Social Influence: Conformity To Social Roles Flashcards
Who studied conformity to social roles?
Zimbardo
What is meant by social roles?
Social roles are that parts that people play as members of various social groups e.g. teachers/students. These are accompanied by expectations that we and other have of what appropriate behaviour is.
What do individuals do in order to conform to social roles?
Individuals internalise the expectations to shape their behaviour.
Why was Zimbardo interested in studying conformity to social roles (background context)?
In the 1970’s - increased prison riots and police brutality in America and Zimbardo was interested in investigating why the prison guards behaved so brutally - was it due to their personalities or were they just conforming to their social role of a guard?
What was the aim of Zimbardo’s research?
To investigate how freely people would conform to the roles of guard and prisoner in a role-playing exercise that re-created prison life.
What sampling technique did Zimbardo use and how were they recruited?
Volunteer sampling - recruited via newspaper advertisement.
What was Zimbardo’s sample?
24 ‘emotionally stable’ (determined by psychological testing prior to the study) American male university students
What was the method of Zimbardo’s research?
Controlled participant observation
How were the volunteers allocated to their role of prisoner or guard?
Randomly
Describe what happened to those allocated to the role of a prisoner.
- Arrested at their homes
- taken to the prison, searched, deloused and dressed in smock uniforms.
- given a number rather than name, creating the role of a prisoner
- placed in cells
Describe what happened to those allocated to the role of a guard?
- Given uniforms, a ‘night stick’ and mirrored glasses.
- Instructed to keep the prisoners under control but use no physical violence, creating the role of the guard.
What did the uniforms create for the individuals?

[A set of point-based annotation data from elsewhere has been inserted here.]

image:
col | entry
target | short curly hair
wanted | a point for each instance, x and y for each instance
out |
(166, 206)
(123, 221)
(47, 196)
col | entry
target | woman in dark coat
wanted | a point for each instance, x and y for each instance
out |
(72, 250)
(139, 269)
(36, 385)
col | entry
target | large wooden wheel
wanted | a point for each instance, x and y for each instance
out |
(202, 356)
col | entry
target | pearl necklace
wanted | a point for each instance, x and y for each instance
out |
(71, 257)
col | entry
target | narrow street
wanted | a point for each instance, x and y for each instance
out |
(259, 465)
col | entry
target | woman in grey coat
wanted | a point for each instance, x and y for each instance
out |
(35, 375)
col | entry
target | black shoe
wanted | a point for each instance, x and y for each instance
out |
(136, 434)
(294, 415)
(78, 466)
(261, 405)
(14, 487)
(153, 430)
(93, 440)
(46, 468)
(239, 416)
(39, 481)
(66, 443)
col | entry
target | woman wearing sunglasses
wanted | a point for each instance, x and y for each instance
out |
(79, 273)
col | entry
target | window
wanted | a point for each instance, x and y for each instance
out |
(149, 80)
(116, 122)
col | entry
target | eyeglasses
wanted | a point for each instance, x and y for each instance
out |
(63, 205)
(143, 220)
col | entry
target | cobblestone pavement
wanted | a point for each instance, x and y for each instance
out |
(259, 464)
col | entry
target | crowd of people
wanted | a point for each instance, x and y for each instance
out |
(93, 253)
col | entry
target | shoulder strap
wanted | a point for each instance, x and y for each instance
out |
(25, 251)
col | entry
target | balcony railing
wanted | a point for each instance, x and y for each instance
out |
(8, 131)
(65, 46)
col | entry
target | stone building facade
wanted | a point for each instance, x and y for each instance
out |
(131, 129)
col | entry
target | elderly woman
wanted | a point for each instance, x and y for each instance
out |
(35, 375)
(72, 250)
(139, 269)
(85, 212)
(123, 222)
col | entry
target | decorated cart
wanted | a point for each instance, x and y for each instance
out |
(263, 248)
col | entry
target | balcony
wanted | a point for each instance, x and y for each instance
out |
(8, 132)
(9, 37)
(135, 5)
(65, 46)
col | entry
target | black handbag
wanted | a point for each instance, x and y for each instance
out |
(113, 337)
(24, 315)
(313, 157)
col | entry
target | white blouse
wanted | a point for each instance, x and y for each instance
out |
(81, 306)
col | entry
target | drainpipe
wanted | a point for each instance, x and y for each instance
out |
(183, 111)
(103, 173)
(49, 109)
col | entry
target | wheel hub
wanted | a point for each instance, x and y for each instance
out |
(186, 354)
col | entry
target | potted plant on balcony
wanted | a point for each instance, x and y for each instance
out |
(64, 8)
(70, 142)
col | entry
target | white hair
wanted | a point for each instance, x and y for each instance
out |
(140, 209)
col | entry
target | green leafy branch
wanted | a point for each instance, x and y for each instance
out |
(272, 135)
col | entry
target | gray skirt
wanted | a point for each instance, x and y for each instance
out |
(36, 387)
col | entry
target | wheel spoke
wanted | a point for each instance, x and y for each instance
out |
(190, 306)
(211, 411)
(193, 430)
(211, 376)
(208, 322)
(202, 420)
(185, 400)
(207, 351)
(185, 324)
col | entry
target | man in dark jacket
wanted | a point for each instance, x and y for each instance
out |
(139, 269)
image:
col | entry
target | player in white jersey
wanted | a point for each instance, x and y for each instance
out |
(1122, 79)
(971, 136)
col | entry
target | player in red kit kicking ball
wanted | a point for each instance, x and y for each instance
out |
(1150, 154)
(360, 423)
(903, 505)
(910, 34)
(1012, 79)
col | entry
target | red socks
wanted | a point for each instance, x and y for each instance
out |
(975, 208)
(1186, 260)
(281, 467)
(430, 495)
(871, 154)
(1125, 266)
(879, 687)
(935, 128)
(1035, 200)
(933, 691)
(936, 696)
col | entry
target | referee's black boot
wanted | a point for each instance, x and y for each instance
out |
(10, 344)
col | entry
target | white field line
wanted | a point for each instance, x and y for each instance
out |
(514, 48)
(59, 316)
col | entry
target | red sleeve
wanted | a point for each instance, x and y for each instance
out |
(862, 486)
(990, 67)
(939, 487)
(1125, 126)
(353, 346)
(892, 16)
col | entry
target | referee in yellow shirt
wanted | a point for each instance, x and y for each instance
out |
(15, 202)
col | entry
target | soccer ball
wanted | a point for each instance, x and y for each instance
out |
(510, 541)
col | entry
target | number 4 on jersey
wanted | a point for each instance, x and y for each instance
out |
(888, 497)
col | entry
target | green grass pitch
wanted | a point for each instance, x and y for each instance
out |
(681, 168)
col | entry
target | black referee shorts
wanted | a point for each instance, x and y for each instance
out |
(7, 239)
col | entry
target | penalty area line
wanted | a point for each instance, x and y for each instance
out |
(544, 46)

A loss of personal identity (de-individuation), encouraging ppts to conform to their social role.
Where was Zimbardo’s study conducted?
In the basement of a psychology department at Stanford university which was converted into a mock prison
What is a key term meaning ‘loss of personal identity’?
Deindividuation
How was the environment established as a prison?
- Prisoners were placed in cells
- Prisoners given a regular routine of shifts, mealtimes was established
- Visiting times
- Parole and disciplinary board
- Prison chaplain
What role did Zimbardo take on in the experiment?
Superintendent
Why might Zimbardo taking on the role of the prison superintendent be a problem for the research?
This makes the research prone to demand characteristics as Zimbardo may have influenced how the ppts acted in the study, believing they had to conform because of what Zimbardo wanted them to do.
If Zimbardo’s research is prone to demand characteristics, what type of validity is this going to affect and how?
it will LOWER the internal validity - as Zimbardo will no longer truly be measured what he intended to (which is conformity to social roles).
What was found to happen to the prisoners in Zimbardo’s experiment?
- Within a day, prisoners rebelled and ripped off their numbers
- humiliated, sleep deprived by head counts being conducted during the night.
- Identification shown - prisoners referred to each other by numbers rather than names.
- became rapidly subdued, depressed, stress related signs.
- 5 released early due to psychological disturbance.